Tout aussi unilatéraux me paraissent, enfin, les propos de ceux qui voient dans la grande diversité de l’anarchisme plutôt qu’un handicap un atout qu’il faudrait préserver à tout prix. Citons à ce propos Sébastien Faure (pour ne mentionner que lui) qui a fortement valorisé dans son projet de « synthèse » à partir des années vingt la pluralité des points de vue libertaires, jugés comme étant une source de richesse et l’expression tangible de la vitalité incontestée de ce courant. Et pourtant, comment ne pas reconnaître derrière cet éloge de la diversité anarchiste une tentative à peine voilée pour justifier ses choix tactiques en matière organisationnelle ? De ce fait, tout en gardant sa spécificité, le discours de Faure visait explicitement des objectifs analogues à ceux recherchés par d’autres lectures orientées de l’anarchisme, à commencer par celle défendue au même moment par les tenants de la « plateforme »[5].

Gaetano Manfredonia

Extrait de « Unité et diversité de l’anarchisme : un essai de bilan historique », in L’Anarchisme a-t-il un avenir ? Histoire de femmes, d’hommes et de leurs imaginaires, Atelier de Création Libertaire, 2001, p. 15-17.
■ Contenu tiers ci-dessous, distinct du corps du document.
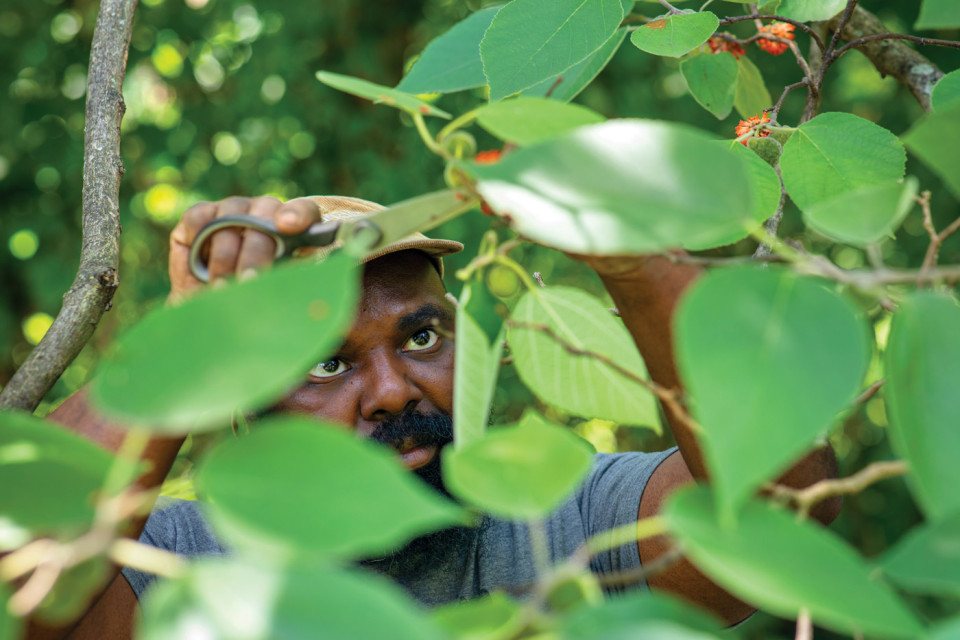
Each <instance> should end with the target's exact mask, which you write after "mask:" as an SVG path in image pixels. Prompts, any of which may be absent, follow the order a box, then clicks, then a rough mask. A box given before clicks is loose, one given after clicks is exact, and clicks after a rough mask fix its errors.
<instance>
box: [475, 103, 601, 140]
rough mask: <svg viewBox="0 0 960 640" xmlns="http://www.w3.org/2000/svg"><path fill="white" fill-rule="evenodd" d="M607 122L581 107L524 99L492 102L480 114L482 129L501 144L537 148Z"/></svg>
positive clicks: (566, 103) (480, 110) (559, 103)
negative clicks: (601, 123)
mask: <svg viewBox="0 0 960 640" xmlns="http://www.w3.org/2000/svg"><path fill="white" fill-rule="evenodd" d="M603 120H604V117H603V116H601V115H600V114H599V113H597V112H595V111H593V110H591V109H588V108H586V107H583V106H580V105H578V104H567V103H563V102H558V101H556V100H549V99H547V98H529V97H524V96H521V97H519V98H513V99H510V100H504V101H502V102H491V103H490V104H487V105H485V106H483V107H481V108H480V110H479V111H478V112H477V123H478V124H479V125H480V126H481V127H483V128H484V129H486V130H487V131H489V132H490V133H491V134H493V135H494V136H496V137H498V138H500V139H501V140H504V141H507V142H514V143H516V144H519V145H530V144H536V143H537V142H540V141H541V140H546V139H548V138H553V137H556V136H558V135H561V134H564V133H567V132H568V131H571V130H573V129H576V128H577V127H581V126H583V125H586V124H596V123H598V122H603Z"/></svg>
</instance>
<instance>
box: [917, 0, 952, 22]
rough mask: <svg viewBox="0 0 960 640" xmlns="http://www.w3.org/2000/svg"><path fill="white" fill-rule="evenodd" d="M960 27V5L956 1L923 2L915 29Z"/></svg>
mask: <svg viewBox="0 0 960 640" xmlns="http://www.w3.org/2000/svg"><path fill="white" fill-rule="evenodd" d="M957 27H960V4H957V2H956V0H923V4H921V5H920V15H919V16H917V23H916V24H915V25H913V28H914V29H956V28H957Z"/></svg>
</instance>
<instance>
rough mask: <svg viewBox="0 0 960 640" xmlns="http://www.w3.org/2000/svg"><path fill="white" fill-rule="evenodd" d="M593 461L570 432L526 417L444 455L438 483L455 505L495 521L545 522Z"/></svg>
mask: <svg viewBox="0 0 960 640" xmlns="http://www.w3.org/2000/svg"><path fill="white" fill-rule="evenodd" d="M592 461H593V454H592V452H591V450H590V446H589V445H588V444H587V443H586V442H585V441H583V440H581V439H580V438H579V437H578V436H577V435H575V434H574V433H573V432H572V431H570V430H569V429H565V428H563V427H560V426H558V425H555V424H551V423H549V422H547V421H546V420H544V419H543V418H542V417H540V416H539V415H538V414H536V413H534V412H532V411H528V412H527V413H526V414H524V416H523V418H521V419H520V422H519V423H517V424H516V425H511V426H503V427H497V428H494V429H492V430H490V431H487V433H486V435H485V436H484V437H483V438H482V439H480V440H477V441H474V442H472V443H471V444H468V445H467V446H465V447H462V448H458V449H449V448H448V449H446V450H445V452H444V457H443V478H444V483H445V484H446V486H447V487H448V488H449V489H450V491H452V492H453V493H454V495H456V496H457V497H459V498H460V499H462V500H464V501H466V502H467V503H469V504H471V505H473V506H474V507H476V508H478V509H481V510H483V511H485V512H488V513H490V514H492V515H494V516H498V517H501V518H507V519H514V520H529V519H531V518H539V517H543V516H545V515H546V514H547V513H548V512H549V511H551V510H552V509H554V508H555V507H557V506H559V504H560V502H562V501H563V500H564V499H565V498H567V497H568V496H569V495H570V494H571V493H573V490H574V489H575V488H576V487H577V485H578V484H580V482H581V480H583V477H584V476H585V475H586V473H587V471H589V470H590V465H591V463H592Z"/></svg>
1. Afin d’éviter toute interprétation malveillante de mes propos, je tiens à préciser que les auteurs que je vais citer n’ont pas été choisis dans un but de polémique personnelle ou partisane. Si je les ai retenus c’est qu’ils illustrent le mieux la manière d’interpréter l’histoire de l’anarchisme que j’entends discuter ici.
2. Paris, éd. Maspero, 1979, p. 197.
3. Mauléon, Acratie, 1990, pp. 26-27.
4. Cf. L’Individualisme anarchiste en France : 1880-1914, Thèse de Troisième cycle, Paris : IEP, 1984. Je prépare actuellement la publication de ce travail, revu et corrigé, en le complétant avec le matériel supplémentaire de mes recherches que j’ai pu accumuler depuis ma soutenance.
5. Sur le débat plateforme/synthèse, cf. mon article dans le numéro spécial consacré à Voline de la revue Itinéraire (n° 13, 1995).